Barely days after Microsoft found and fixed a security flaw on Windows 10 that led to spoofing vulnerability, here comes news that the company have found a loophole on the Azure network that could hand over screenshots and other sensitive information to hackers about machines running the cloud computing network.
But, no need to panic as the company joined hands with Check Point, a global provider of software and hardware for IT security and network security to fix the issues. In a statement, Check Point said the first flaw found in the Azure Stack enabled hackers to gain data from machines while the second was found on the Azure App Service that could potentially allow hackers to gain total control of the Azure server.
The Azure Stack Flaw
Azure Stack is a cloud computing software solution developed by Microsoft that is designed to help enterprises deliver Azure services from their own data centre. Microsoft created the Azure Stack as a way to help organisations embrace hybrid cloud computing on their own terms by harnessing the power of the cloud, while still being able to address business and technical considerations like regulations, data sovereignty, customisation and latency.
Check Point researchers were able to take screenshots and lift sensitive information of Azure tenants and infrastructure machines. This security flaw would enable a hacker to get sensitive information of any business that has its machine running on Azure.
In order to execute the exploitation, a hacker would first gain access to the Azure Stack Portal, enabling that person to send unauthenticated HTTP requests that provide screenshots and information about tenants and infrastructure machines.
The Azure App Flaw
Azure App Service is a fully managed “Platform as a Service” (PaaS) that integrates Microsoft Azure Websites, Mobile Services, and other services into a single service, adding new capabilities that enable integration with on-premises or cloud systems.
Azure App Service gives users several capabilities such as provisioning and deploying web and mobile apps, build engaging iOS, Android, and Windows apps, automating business processes with a visual design experience, and integrating with “Software as a Service” (SaaS) applications like Salesforce, Marketo and DropBox.
Researchers at Check Point were able to prove that a hacker could compromise tenant applications, data, and accounts by creating a free user in Azure Cloud and running malicious Azure functions. The end result would be that a hacker could potentially take control over the entire Azure server, and consequently take control over all your business code.

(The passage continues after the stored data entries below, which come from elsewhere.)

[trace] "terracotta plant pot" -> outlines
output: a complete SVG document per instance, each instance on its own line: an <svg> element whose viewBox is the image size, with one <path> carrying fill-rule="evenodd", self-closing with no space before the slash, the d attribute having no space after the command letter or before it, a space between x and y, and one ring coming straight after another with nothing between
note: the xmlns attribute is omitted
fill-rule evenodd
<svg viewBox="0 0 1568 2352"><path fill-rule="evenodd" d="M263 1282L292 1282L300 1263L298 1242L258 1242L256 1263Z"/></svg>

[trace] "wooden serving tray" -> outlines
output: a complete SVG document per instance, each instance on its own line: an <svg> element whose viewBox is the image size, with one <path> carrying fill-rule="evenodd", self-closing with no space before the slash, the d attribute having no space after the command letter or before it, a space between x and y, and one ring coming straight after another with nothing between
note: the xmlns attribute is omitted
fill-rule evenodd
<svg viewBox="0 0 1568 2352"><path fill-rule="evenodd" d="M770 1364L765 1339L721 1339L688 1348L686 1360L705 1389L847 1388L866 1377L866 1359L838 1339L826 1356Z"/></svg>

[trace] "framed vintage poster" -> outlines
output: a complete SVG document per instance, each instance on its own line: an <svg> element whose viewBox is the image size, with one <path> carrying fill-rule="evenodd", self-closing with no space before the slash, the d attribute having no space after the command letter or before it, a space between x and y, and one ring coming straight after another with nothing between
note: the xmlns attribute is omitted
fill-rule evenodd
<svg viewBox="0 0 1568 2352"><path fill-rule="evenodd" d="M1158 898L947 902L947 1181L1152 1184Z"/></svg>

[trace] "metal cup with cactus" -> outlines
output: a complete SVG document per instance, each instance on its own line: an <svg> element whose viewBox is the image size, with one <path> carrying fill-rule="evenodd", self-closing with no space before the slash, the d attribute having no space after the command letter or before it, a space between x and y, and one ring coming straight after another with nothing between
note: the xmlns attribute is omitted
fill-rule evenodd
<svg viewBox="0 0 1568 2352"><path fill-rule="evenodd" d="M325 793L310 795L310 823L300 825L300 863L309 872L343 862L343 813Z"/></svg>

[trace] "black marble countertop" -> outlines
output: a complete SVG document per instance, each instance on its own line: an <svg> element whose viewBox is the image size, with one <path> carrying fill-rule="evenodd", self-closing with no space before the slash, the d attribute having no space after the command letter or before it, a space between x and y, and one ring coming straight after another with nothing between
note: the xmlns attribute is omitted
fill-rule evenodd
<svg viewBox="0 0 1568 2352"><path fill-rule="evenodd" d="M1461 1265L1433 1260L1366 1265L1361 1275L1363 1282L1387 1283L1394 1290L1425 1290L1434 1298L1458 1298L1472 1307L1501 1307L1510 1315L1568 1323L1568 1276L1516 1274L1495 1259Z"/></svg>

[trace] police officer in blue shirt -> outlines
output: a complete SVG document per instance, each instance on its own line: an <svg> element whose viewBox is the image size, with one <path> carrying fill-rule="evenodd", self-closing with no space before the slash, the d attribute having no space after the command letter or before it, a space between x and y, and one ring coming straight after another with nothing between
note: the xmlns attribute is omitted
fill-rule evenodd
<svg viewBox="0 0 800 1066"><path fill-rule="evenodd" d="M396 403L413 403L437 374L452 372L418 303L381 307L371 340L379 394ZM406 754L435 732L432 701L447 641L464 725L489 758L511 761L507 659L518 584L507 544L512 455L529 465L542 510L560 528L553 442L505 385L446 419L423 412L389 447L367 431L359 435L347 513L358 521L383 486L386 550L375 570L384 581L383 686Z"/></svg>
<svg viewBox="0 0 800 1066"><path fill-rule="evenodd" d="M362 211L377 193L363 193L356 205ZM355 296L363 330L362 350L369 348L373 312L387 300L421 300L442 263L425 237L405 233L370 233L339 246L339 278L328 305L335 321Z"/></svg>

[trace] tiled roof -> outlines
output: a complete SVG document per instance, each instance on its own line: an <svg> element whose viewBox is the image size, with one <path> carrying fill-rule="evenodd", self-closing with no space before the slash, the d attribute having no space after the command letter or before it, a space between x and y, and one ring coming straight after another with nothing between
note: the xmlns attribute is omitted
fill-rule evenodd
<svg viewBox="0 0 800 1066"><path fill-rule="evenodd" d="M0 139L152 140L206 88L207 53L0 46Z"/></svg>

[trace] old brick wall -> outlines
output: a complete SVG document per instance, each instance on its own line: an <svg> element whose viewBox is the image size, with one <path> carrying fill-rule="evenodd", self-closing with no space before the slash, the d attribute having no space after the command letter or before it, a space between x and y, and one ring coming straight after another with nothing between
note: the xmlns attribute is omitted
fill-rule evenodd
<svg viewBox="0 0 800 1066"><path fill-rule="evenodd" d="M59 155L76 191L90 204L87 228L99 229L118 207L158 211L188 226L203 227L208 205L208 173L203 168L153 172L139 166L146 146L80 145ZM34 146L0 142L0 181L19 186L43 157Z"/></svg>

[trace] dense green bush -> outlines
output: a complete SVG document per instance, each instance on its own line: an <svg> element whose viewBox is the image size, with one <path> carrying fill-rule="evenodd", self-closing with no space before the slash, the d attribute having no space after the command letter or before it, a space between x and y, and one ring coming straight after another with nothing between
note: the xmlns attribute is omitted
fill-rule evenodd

Check Point’s Research Process
Check Point researchers began by installing Azure Stack Development Kit (ASDK) on their own servers. After ASDK was installed, Check Point researchers mapped the places they thought they might find vulnerabilities around. Since Azure Stack has similar features to Azure’s public cloud, Check Point researchers focused on those vectors.
Ironically, these disclosures from Check Point came at the time when Microsoft CEO Satya Nadella was informing stakeholders during the quarterly earnings call about the importance of keeping the Azure Cloud secure. “We are the only company that offers integrated end-to-end identity, security and compliance solutions to protect people and organizations, spanning identity management, devices, cloud apps, data and infrastructure,” he had said.